Нам снятся вазоны и кошки. Кошки и вазоны.
Когда отдавливаешь хвост кошке и та начинает вопить, Котятница выходит из своих покоев и просит:
– Пожалуйста, не обижайте моих кошечек!
По утрам Котятница стучит в каждую дверь и тараторит:
– Кто разбил вазон?! Кто сломал аглаонему?! Кто оборвал листья маранте?! Что за люди живут… боже-боже… боже-боже…
Ладно бы кошки вели себя скромно, так нет же. Нахальные царапки шипят, выпускают когти, бросаются на жителей, мочатся в постели и воруют еду. Дом, расположенный практически на краю обрыва, достался Котятнице от ее покойного мужа – богатого целителя. За обрывом – густо заросшая лесопарковая зона, пруды и железная дорога. По ночам я люблю просыпаться от шума поезда и представлять, будто я не в кровати, а в поезде, еду, путешествую. К морю. Дрожат оконные рамы.
Вот кто обитает в доме: загадочный угрюмый молдаванин, вечно расхаживающий в несвежем нижнем белье; Танечка – молоденькая брюнетка, зачем-то обремененная глуповатым сожителем и его крикливым ребенком; таксист, отмотавший срок за вооруженное ограбление, и озлобленные на жизнь супруги. Супруги курили, как паровозы, готовили на роту солдат, поглощали литрами кофе и внешне напоминали два дряхлых громадных холодильника «ЗИЛ».
Дружить я ни с кем не дружил и не собирался. Разве что перекидывался иногда парой-тройкой слов с Танечкой, потому что тайно был влюблен в нее по уши. Она была Королевой моих ночных поллюций. Если бы не ее соломенный сожитель, его кричащий ребенок и мои пустые карманы, то мы могли бы общаться куда чаще. Возможно, я бы даже пригласил ее в кино или еще куда. Куда там сейчас люди ходят?
Вряд ли кто-то из жителей дома подозревал о роде моих занятий.

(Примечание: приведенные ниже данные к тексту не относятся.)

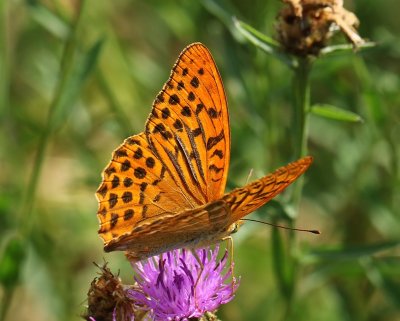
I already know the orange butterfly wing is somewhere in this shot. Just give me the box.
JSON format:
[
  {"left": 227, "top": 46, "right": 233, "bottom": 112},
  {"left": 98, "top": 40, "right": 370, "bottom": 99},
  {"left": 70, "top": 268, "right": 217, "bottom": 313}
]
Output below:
[
  {"left": 96, "top": 43, "right": 312, "bottom": 260},
  {"left": 96, "top": 43, "right": 230, "bottom": 250}
]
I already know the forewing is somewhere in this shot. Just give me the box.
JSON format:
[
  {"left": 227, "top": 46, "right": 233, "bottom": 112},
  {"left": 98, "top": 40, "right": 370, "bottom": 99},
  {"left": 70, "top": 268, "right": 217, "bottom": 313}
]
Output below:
[
  {"left": 96, "top": 133, "right": 193, "bottom": 248},
  {"left": 96, "top": 43, "right": 230, "bottom": 250},
  {"left": 145, "top": 43, "right": 230, "bottom": 205}
]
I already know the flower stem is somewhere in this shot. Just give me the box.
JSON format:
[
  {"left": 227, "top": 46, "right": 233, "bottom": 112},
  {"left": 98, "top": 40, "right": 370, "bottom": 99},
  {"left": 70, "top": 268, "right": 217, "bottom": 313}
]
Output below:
[{"left": 278, "top": 58, "right": 311, "bottom": 320}]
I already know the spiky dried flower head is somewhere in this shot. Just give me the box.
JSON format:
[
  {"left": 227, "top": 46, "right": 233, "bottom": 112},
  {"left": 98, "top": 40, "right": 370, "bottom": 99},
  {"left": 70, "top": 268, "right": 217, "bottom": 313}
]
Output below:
[
  {"left": 277, "top": 0, "right": 364, "bottom": 56},
  {"left": 84, "top": 264, "right": 135, "bottom": 321}
]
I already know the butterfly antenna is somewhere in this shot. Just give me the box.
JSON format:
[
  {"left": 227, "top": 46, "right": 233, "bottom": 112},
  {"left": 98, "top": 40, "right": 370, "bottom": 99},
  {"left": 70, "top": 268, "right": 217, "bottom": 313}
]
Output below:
[{"left": 242, "top": 218, "right": 321, "bottom": 234}]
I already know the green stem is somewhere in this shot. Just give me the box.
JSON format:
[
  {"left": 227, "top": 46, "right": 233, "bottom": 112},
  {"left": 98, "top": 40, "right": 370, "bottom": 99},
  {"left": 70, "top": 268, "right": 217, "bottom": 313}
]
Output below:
[
  {"left": 291, "top": 58, "right": 311, "bottom": 213},
  {"left": 293, "top": 58, "right": 311, "bottom": 158},
  {"left": 284, "top": 58, "right": 311, "bottom": 320},
  {"left": 19, "top": 1, "right": 86, "bottom": 237}
]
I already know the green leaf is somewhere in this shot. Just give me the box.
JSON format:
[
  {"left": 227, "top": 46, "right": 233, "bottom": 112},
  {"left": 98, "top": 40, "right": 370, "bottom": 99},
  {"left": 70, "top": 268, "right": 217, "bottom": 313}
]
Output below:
[
  {"left": 27, "top": 1, "right": 70, "bottom": 39},
  {"left": 0, "top": 237, "right": 26, "bottom": 289},
  {"left": 271, "top": 228, "right": 295, "bottom": 302},
  {"left": 361, "top": 258, "right": 400, "bottom": 306},
  {"left": 310, "top": 241, "right": 400, "bottom": 260},
  {"left": 311, "top": 104, "right": 364, "bottom": 123},
  {"left": 233, "top": 17, "right": 297, "bottom": 68},
  {"left": 320, "top": 41, "right": 376, "bottom": 57},
  {"left": 49, "top": 39, "right": 104, "bottom": 130}
]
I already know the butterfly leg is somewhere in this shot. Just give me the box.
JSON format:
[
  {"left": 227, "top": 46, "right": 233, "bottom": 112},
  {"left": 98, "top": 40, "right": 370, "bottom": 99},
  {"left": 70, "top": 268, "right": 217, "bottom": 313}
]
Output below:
[
  {"left": 221, "top": 236, "right": 236, "bottom": 285},
  {"left": 190, "top": 249, "right": 204, "bottom": 308}
]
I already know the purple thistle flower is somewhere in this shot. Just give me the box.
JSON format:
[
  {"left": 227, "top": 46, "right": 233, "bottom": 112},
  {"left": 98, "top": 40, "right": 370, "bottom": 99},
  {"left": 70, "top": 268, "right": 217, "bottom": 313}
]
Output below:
[{"left": 127, "top": 245, "right": 239, "bottom": 321}]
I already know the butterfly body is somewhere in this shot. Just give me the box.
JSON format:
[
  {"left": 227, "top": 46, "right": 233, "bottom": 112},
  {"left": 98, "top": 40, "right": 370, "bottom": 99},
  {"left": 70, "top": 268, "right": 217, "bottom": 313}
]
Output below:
[{"left": 96, "top": 43, "right": 312, "bottom": 261}]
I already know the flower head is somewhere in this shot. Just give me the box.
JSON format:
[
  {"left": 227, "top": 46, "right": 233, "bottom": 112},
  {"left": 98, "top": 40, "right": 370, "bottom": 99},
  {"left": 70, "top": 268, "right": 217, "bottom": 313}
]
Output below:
[{"left": 128, "top": 246, "right": 238, "bottom": 321}]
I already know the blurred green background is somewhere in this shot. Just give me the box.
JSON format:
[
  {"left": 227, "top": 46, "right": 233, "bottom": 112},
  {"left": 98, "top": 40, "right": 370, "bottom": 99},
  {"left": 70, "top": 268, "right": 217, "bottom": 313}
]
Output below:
[{"left": 0, "top": 0, "right": 400, "bottom": 321}]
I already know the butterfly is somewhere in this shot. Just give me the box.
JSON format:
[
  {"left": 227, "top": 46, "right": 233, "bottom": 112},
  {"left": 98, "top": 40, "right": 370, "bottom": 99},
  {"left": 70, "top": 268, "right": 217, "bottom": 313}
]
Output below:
[{"left": 96, "top": 43, "right": 312, "bottom": 261}]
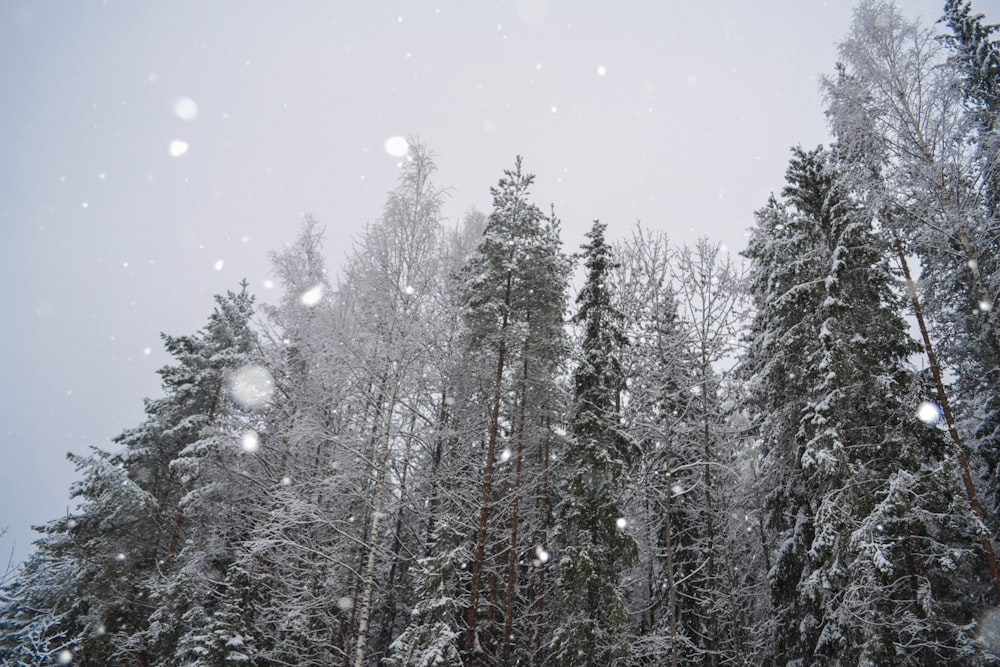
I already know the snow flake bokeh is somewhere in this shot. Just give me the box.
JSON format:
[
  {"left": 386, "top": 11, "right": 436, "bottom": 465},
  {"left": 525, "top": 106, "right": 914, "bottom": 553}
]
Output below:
[
  {"left": 229, "top": 364, "right": 274, "bottom": 409},
  {"left": 917, "top": 401, "right": 941, "bottom": 426}
]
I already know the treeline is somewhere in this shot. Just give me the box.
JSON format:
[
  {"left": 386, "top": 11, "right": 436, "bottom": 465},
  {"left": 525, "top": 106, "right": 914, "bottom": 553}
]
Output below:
[{"left": 0, "top": 0, "right": 1000, "bottom": 667}]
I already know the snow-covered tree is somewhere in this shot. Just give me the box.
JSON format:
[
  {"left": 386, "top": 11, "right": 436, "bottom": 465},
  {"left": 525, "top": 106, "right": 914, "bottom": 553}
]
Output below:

Из родительского дома я переехал совсем недавно, из-за того что моя сестричка родила, выскочила замуж и привела муженька в дом. Жить попросту было негде, точнее, было где, но без личного пространства. А в моем понимании дом – это хотя бы одиночество за закрытой дверью, где никто тебя не попрекает грязной сковородой и сном до обеда. Тем более меня раздражал ее муженек, все в нем раздражало, от остроносых лакированных туфлей до идиотских словечек: дядя, вася, валера, стопудово, не мы такие – а жиСТЬ такая, горбуль в штанах, я тебе без подливы базарю, владимирский централ, а утки летят, календарь переверну и так далее и тому подобное. Ну, вы поняли. Зато сестричка и родители были довольны. В отличие от меня и отца муженек оказался настоящим хозяйственником, мастером на все руки. И полку приделал, и дверь входную заменил, и крышу в гараже засмолил, и колонку газовую настроил, и ремонт в прихожей сделал. Даже думать тошно, что Бог наделил человека такими руками и таким пошлым вкусом.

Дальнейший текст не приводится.